Onder deze noemer wordt ook instructief materiaal over seksueel misbruik van kinderen5 geschaard. De definitie van materiaal van seksueel misbruik van kinderen wordt daarnaast
verder aangevuld, zodat Virtual Reality en deepfakes daaronder kunnen worden begrepen. Ook voorziet het voorstel in enkele verhogingen
van minimale strafmaxima.
Verder beoogt het voorstel een versterking van vervolging, preventie en ondersteuning
aan slachtoffers. Het voorstel voorziet in een langere periode waarbinnen slachtoffers
seksueel misbruik kunnen melden en actie kunnen ondernemen tegen de dader.
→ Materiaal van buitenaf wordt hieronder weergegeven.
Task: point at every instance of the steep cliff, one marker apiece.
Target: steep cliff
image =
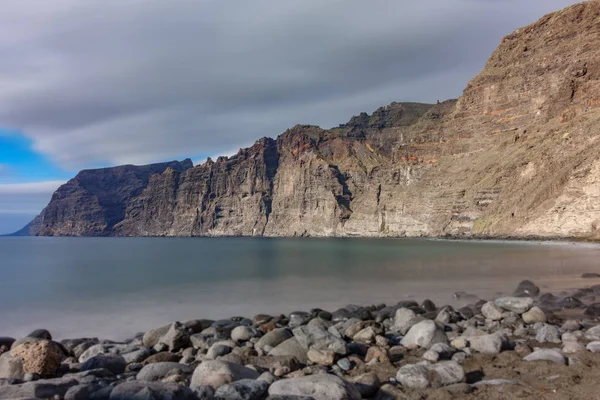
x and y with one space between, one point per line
516 155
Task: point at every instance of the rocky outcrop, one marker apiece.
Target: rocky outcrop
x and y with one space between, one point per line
514 156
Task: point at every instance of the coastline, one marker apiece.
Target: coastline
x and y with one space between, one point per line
528 345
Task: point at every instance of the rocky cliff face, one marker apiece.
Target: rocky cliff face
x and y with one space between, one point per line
516 155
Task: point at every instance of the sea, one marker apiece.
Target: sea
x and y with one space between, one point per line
112 288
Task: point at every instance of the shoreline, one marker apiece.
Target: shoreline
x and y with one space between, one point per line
526 345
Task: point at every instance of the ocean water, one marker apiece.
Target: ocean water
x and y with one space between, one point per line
114 287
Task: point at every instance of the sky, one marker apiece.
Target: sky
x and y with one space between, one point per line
95 83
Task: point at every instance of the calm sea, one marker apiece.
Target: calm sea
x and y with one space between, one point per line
114 287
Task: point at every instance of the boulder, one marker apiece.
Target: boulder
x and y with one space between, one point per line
491 311
321 357
316 337
111 362
414 376
151 338
486 344
291 347
548 334
160 370
593 333
11 367
210 372
244 389
534 315
527 288
516 304
552 355
424 334
404 319
40 389
41 357
366 384
243 333
317 387
273 338
176 338
446 373
217 350
418 376
152 390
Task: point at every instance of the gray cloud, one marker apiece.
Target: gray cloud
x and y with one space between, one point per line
108 82
19 203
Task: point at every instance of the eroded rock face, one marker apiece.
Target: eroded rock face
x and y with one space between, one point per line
515 155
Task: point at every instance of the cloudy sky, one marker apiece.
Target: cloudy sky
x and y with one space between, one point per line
96 83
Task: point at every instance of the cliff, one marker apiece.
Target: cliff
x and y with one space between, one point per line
516 155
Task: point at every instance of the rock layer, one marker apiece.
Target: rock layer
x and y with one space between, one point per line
514 156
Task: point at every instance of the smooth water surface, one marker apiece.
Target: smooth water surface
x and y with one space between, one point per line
114 287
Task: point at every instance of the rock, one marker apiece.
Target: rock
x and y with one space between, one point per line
552 355
431 356
593 310
516 304
527 288
207 373
570 302
573 347
321 357
534 315
316 337
378 354
486 344
317 387
273 338
243 333
344 364
413 376
367 335
245 389
459 343
161 357
548 334
160 370
299 318
6 342
291 347
389 392
571 325
176 338
42 357
366 384
428 305
152 337
151 391
594 347
590 275
111 362
491 311
495 382
443 350
217 350
11 367
92 352
593 333
404 319
41 389
82 391
40 334
136 356
424 334
445 373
Daarnaast
introduceert de richtlijn een aangifteplicht met als doel aarzelingen om over te gaan
tot aangifte weg te nemen bij professionals die werken met kinderen en hen rechtszekerheid
te bieden in het geval dat een collega of vakgenoot seksueel misbruik heeft gepleegd.
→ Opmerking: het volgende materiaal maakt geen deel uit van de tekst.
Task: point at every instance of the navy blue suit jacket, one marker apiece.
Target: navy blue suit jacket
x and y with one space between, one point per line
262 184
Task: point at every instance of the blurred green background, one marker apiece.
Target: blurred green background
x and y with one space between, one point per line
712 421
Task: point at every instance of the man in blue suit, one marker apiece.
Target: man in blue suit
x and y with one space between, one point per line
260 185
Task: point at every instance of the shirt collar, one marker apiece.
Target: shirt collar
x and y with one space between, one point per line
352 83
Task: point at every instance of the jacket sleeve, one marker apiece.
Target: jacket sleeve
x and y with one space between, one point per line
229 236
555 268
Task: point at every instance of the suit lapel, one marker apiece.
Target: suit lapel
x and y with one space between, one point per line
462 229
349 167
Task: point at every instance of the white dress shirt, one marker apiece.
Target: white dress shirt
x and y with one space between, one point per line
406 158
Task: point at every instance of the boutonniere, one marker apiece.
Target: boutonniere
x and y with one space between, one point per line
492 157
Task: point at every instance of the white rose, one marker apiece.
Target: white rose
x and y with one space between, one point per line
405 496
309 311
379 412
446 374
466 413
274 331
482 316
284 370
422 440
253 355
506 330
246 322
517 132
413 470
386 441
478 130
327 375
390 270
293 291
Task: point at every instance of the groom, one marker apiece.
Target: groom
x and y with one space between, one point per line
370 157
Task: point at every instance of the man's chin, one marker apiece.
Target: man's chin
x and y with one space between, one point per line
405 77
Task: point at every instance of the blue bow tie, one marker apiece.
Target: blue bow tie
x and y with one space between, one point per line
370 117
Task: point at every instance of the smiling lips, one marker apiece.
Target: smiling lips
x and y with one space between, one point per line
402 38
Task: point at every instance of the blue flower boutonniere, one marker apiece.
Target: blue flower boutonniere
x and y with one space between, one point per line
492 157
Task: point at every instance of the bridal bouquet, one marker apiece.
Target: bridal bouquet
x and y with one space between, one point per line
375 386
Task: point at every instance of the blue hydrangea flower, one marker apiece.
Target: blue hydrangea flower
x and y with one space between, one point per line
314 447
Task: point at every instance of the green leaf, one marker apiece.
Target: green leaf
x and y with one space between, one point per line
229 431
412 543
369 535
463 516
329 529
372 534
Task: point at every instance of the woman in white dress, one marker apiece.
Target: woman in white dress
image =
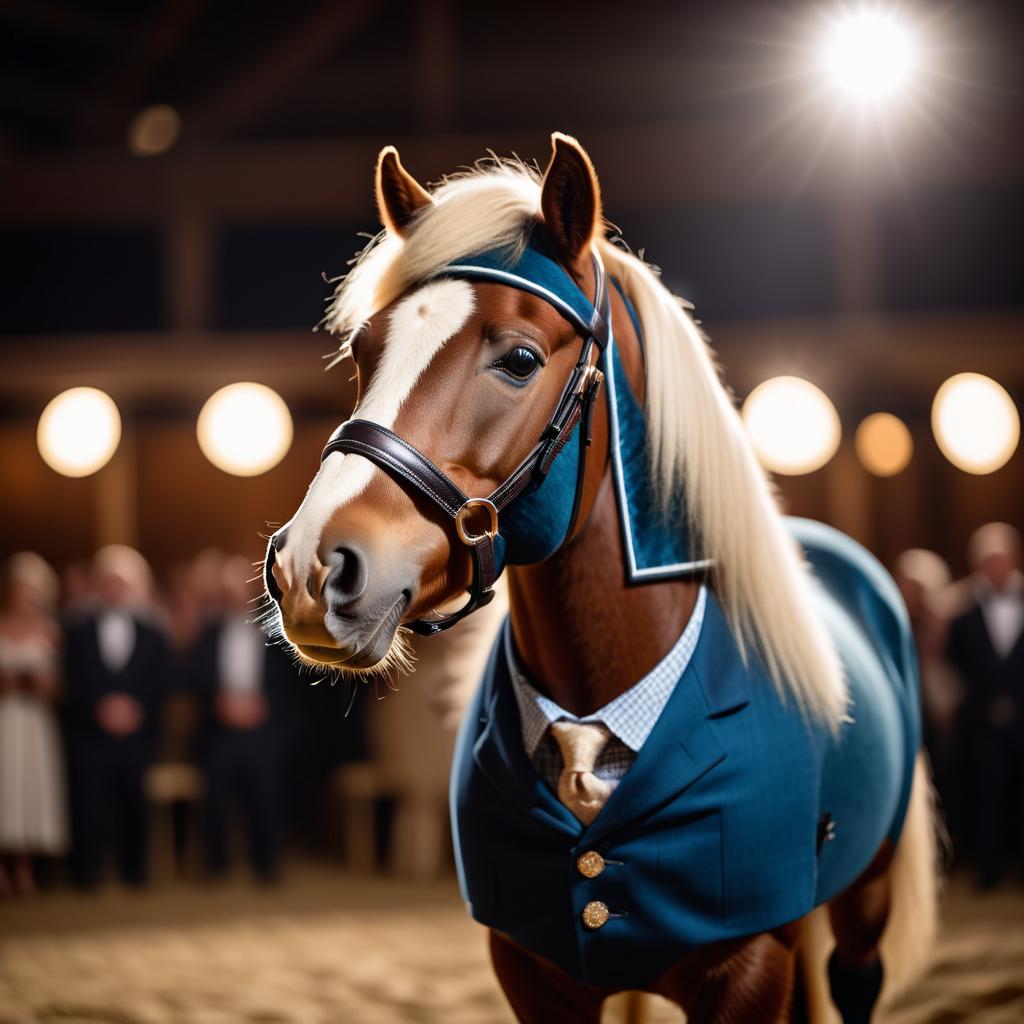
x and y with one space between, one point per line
33 808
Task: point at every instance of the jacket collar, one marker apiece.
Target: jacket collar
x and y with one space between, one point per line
680 750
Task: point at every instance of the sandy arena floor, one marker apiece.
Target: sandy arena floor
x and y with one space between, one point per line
330 949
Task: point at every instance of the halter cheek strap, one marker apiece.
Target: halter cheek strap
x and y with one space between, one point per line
476 519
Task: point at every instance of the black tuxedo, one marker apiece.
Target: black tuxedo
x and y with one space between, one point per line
107 772
991 721
243 765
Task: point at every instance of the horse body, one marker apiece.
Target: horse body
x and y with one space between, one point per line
737 817
780 775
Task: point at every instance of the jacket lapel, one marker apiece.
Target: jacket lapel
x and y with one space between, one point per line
502 758
682 748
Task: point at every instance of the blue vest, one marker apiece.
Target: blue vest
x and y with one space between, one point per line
719 828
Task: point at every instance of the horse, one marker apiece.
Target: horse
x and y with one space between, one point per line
771 839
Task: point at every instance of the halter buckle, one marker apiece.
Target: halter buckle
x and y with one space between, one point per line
467 511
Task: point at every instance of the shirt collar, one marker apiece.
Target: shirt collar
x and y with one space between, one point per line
632 715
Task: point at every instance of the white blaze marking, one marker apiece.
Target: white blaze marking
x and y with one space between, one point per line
418 330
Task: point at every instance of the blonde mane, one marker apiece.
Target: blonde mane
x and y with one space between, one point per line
697 441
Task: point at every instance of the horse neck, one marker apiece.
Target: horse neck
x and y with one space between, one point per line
582 633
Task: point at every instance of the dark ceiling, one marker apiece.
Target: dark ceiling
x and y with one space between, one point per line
75 73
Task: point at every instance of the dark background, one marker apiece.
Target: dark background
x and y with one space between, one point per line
873 255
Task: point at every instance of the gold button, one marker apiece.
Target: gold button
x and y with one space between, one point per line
590 864
595 913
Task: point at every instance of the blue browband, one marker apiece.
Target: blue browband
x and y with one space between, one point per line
538 273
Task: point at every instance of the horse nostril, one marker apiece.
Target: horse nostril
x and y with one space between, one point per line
269 580
347 579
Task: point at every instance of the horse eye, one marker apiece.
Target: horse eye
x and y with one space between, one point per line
521 363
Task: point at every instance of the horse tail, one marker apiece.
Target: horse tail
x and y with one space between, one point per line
915 877
909 932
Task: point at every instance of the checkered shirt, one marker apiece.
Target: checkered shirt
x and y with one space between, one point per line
629 718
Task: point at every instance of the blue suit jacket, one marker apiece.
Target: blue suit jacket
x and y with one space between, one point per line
717 828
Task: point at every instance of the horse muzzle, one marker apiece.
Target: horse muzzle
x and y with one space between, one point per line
340 612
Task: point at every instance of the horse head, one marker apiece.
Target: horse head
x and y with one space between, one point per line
469 443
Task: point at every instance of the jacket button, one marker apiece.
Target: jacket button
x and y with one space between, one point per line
595 914
590 864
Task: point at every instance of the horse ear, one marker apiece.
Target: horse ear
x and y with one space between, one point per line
570 199
399 196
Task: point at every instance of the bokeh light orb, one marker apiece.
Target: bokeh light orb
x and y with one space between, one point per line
976 423
245 429
884 444
154 130
868 52
79 431
793 425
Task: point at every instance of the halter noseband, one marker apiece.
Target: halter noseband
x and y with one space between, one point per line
476 519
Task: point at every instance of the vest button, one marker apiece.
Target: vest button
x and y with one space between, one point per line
595 914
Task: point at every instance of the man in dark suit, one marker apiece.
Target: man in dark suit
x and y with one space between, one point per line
986 646
116 667
243 686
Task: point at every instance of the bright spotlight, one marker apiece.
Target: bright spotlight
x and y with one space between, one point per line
976 423
79 431
868 53
884 444
793 425
245 429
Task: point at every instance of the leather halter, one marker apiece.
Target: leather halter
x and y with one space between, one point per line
476 519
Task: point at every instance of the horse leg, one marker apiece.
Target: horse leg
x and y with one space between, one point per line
745 982
538 990
858 918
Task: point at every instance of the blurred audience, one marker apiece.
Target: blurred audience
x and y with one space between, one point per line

De nieuwe richtlijn breidt het recht van slachtoffers uit om vergoeding te eisen voor
schade die zij hebben geleden vanwege delicten van seksueel misbruik en uitbuiting.
Daarnaast moeten de lidstaten een systeem opzetten om optimaal gebruik te maken van
de beschikbare programma’s voor preventie en ondersteuning aan slachtoffers.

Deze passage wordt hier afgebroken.